TO answer these questions:

1.

Yes, cross-currency clearing is absolutely OK, as this is quite often normal business. Typical example is you have a vendor invoice in some funny foreign currency (say, HUF), and you transfer the money from your (physical) bank account which is kept in your local currency (say, GBP). Your bank will transfer in HUF, so your vendor in Hungary receives HUFs, but your bank statement will be in GBP. So you have to clear an invoice in HUF with a bank statement in GBP (regardless of the fact that the payment was really made in HUF).

2.

No, of course not. If the USD item is cleared, it should not be revaluated again. Easy o understand why: During the clearing (USD item is cleared with GBP item), realized FX differences were posted. Unlike (unrealized) FX revaluation, realized FX differences are not reversed on the next day, so if you revaluate (unrealized) your USD item again, you have a realized and an unrealized difference in your P/L statement for the very same item. Depending on the rates, one may be a loss and the other a gain, or any other combinations are applicable.
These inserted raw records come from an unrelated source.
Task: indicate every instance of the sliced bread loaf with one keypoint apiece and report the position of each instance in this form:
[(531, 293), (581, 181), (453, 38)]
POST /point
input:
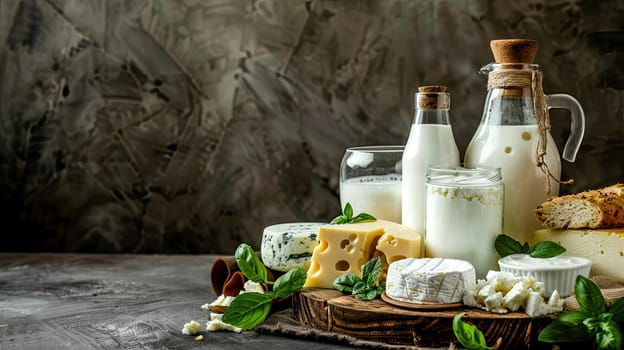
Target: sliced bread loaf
[(603, 208)]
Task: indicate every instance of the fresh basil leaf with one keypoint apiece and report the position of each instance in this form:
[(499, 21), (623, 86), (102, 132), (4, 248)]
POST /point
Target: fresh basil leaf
[(249, 264), (573, 318), (609, 336), (340, 219), (362, 287), (588, 296), (290, 282), (525, 248), (346, 282), (592, 324), (546, 249), (367, 295), (560, 332), (371, 271), (617, 310), (468, 335), (506, 245), (363, 217), (248, 310), (348, 212)]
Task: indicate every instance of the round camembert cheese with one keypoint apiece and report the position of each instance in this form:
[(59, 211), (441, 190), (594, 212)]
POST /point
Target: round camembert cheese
[(289, 245), (429, 280)]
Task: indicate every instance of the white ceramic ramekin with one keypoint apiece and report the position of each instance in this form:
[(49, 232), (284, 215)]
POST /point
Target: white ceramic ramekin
[(557, 273)]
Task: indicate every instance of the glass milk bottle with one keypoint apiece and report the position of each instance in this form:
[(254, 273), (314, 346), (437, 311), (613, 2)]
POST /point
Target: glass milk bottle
[(514, 134), (464, 215), (430, 142)]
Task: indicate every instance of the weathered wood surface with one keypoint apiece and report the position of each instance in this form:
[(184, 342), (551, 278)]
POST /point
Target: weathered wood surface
[(377, 320), (72, 301)]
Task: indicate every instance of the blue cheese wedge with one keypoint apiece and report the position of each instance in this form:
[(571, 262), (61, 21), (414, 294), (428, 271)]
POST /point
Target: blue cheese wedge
[(289, 245), (429, 280)]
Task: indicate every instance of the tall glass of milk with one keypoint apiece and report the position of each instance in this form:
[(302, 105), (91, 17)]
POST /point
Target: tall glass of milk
[(430, 142), (370, 179), (464, 214)]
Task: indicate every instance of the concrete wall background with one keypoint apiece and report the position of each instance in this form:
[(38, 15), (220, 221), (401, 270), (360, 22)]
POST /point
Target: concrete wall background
[(187, 126)]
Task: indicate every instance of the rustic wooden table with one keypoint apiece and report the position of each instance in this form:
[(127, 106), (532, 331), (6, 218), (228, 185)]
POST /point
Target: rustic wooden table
[(89, 301)]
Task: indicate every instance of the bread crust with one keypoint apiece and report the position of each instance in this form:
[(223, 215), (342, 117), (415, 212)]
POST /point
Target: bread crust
[(601, 208)]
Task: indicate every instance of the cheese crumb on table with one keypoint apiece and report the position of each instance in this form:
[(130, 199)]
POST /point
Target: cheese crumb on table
[(215, 324), (191, 328)]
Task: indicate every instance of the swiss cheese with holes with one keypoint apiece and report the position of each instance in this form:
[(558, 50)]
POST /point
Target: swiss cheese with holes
[(345, 248)]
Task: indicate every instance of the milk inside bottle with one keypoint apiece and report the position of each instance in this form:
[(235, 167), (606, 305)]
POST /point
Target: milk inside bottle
[(430, 142), (514, 134)]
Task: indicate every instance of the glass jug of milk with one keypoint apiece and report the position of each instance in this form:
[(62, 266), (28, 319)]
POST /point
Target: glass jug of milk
[(430, 142), (514, 134)]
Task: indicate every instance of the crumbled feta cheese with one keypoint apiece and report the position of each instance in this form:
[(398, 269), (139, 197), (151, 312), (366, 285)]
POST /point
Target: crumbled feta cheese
[(222, 300), (191, 328), (251, 286), (501, 292), (215, 324)]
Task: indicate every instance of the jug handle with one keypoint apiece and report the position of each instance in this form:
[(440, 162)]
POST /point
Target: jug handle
[(577, 126)]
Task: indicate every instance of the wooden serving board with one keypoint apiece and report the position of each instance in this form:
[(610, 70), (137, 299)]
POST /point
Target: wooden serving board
[(376, 320)]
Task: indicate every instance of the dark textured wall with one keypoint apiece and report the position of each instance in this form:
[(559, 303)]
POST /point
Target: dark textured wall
[(187, 126)]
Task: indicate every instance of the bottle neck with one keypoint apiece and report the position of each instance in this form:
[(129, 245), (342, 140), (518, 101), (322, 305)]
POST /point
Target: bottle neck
[(432, 116), (509, 107)]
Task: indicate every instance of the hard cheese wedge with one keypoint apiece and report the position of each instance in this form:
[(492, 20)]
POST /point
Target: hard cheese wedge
[(604, 247), (345, 248)]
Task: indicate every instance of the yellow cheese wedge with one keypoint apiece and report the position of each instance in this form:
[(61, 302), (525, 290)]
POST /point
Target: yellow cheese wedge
[(345, 248), (604, 247)]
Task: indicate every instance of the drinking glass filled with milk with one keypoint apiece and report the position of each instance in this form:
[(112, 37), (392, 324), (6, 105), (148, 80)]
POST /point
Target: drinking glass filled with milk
[(370, 179), (464, 214)]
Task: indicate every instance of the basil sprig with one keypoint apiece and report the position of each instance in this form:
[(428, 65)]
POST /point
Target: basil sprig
[(506, 245), (364, 288), (594, 322), (347, 217), (250, 309), (469, 335)]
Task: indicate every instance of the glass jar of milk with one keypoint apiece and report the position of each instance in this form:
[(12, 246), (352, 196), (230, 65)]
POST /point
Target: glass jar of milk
[(430, 142), (370, 180), (464, 214)]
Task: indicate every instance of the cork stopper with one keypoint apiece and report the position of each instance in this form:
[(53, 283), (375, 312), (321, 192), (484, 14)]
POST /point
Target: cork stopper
[(432, 88), (432, 97), (514, 50), (512, 54)]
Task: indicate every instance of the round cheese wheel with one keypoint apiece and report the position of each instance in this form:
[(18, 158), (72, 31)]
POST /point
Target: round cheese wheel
[(429, 280)]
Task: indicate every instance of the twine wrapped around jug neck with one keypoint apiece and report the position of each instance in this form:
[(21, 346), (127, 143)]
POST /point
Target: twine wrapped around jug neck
[(515, 78)]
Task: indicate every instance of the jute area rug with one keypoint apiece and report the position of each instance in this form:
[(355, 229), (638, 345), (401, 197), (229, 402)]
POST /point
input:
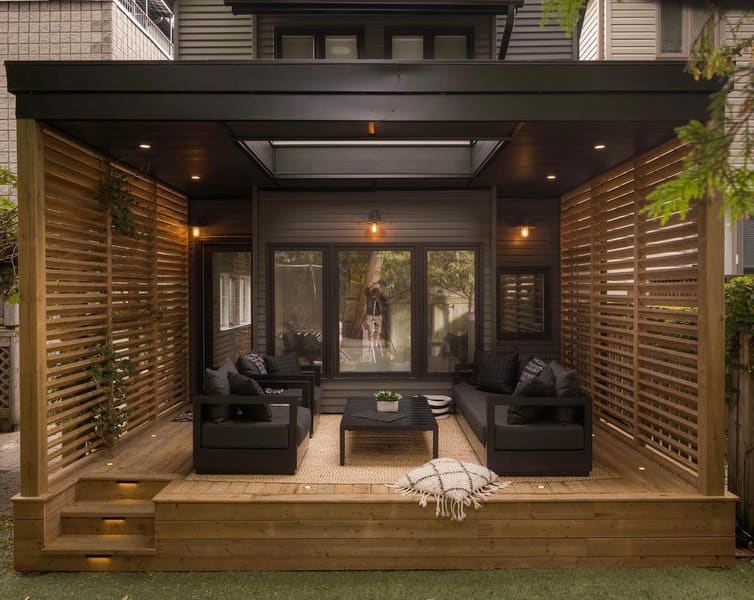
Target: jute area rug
[(380, 457)]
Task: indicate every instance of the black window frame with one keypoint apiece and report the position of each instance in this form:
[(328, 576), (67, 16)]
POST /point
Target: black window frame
[(429, 33), (319, 35), (331, 309)]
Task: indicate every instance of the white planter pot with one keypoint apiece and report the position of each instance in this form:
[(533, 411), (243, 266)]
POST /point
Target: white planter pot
[(387, 406)]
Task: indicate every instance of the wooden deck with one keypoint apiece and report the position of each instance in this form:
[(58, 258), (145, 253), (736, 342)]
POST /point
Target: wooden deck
[(135, 510)]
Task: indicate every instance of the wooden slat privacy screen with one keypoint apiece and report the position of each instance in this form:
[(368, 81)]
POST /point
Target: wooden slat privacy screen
[(103, 287), (630, 290)]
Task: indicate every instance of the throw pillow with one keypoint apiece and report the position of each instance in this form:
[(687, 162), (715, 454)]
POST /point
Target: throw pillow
[(252, 364), (453, 484), (283, 365), (497, 372), (542, 386), (566, 384), (245, 386)]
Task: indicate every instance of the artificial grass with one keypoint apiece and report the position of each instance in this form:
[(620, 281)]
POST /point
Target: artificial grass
[(515, 584)]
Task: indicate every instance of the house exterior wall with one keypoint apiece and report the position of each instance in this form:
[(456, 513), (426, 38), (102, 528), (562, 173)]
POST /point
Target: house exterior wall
[(374, 27), (208, 29), (531, 40), (62, 30)]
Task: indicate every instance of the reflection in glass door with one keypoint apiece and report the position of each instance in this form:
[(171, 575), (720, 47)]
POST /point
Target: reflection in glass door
[(374, 312), (227, 304), (451, 308), (298, 278)]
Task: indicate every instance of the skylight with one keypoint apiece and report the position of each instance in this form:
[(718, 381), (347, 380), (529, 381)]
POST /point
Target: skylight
[(372, 158)]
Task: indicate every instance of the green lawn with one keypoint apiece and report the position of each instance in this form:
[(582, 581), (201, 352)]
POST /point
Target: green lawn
[(584, 584)]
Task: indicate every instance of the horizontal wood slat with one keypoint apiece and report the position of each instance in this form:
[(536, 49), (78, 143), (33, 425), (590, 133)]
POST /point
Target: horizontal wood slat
[(630, 307), (106, 287)]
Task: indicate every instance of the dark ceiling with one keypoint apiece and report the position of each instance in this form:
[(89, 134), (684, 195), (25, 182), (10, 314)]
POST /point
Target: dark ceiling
[(210, 150)]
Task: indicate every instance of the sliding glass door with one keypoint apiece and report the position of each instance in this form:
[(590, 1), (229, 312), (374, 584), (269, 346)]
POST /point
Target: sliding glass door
[(375, 310)]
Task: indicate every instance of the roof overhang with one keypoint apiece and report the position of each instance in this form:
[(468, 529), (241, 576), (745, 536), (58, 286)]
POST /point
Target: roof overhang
[(195, 114), (372, 6)]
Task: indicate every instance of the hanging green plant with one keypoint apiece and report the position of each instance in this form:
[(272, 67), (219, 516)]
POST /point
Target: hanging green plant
[(111, 377), (117, 201), (739, 327)]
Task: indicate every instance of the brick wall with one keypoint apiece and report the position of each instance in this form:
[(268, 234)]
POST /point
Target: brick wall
[(62, 30)]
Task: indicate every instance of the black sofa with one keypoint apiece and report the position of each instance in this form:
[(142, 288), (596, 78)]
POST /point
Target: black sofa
[(544, 447), (239, 445)]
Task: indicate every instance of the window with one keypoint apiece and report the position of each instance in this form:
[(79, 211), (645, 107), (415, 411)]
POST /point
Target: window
[(299, 44), (412, 45), (679, 24), (451, 308), (299, 300), (235, 300)]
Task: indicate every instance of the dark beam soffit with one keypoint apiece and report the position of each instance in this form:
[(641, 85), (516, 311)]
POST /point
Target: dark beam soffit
[(241, 7)]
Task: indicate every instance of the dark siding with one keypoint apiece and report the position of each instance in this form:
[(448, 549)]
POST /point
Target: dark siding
[(218, 220), (460, 216), (541, 249), (374, 29), (531, 41)]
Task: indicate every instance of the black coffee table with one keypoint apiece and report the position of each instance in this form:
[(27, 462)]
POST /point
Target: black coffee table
[(415, 416)]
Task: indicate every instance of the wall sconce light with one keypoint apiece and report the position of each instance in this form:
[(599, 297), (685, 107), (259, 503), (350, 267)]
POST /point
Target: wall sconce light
[(374, 221), (524, 230)]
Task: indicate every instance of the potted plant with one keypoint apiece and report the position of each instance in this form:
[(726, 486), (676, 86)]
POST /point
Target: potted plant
[(387, 401)]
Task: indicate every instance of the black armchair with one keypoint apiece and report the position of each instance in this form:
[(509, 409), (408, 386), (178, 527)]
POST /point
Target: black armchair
[(240, 446), (309, 382)]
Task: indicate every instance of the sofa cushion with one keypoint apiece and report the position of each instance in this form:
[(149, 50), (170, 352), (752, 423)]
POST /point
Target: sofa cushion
[(252, 364), (541, 386), (540, 435), (243, 433), (566, 385), (283, 365), (245, 386), (497, 372)]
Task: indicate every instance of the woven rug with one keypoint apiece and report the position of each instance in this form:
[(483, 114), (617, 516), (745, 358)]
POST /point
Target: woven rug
[(380, 456)]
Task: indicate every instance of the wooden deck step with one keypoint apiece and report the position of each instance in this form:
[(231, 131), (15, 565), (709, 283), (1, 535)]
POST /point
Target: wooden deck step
[(101, 545), (119, 508)]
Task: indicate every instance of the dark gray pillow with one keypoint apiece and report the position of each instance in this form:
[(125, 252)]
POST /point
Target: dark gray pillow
[(497, 372), (252, 364), (283, 365), (245, 386), (542, 386), (566, 385)]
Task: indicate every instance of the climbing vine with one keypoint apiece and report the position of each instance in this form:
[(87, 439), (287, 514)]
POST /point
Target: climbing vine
[(739, 328), (111, 377), (117, 201)]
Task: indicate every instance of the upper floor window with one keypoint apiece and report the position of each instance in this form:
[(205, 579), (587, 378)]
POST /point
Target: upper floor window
[(429, 45), (308, 44), (679, 24)]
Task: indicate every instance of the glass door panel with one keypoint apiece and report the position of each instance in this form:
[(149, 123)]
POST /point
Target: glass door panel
[(298, 297), (374, 312), (451, 308)]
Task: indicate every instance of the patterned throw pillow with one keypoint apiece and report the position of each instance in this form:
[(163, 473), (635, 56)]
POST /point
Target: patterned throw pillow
[(541, 386), (497, 372), (246, 386), (453, 484), (252, 364), (283, 365)]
This is certainly not correct.

3.

I do not undestand the process behind, so I cannot answer this reliable enough. But, from what I think to have understood from that, I think even if you would convert the GBP to USD (how???), it could happen that your converted USD amount is not the same as the original USD amount. Or, if your convert the (converted) USD amount back to GBP for your posting, it could happen that the GBP value of the original USD item and the (back-converted) GBP value of the second (originally GBP) item are different. So you may experince realized FX differences again, and then, my answer re point 2 above would apply again. - I may not have understood the process, so if you want to stop me speaking foolish pls. elaborate what exactly is happening here )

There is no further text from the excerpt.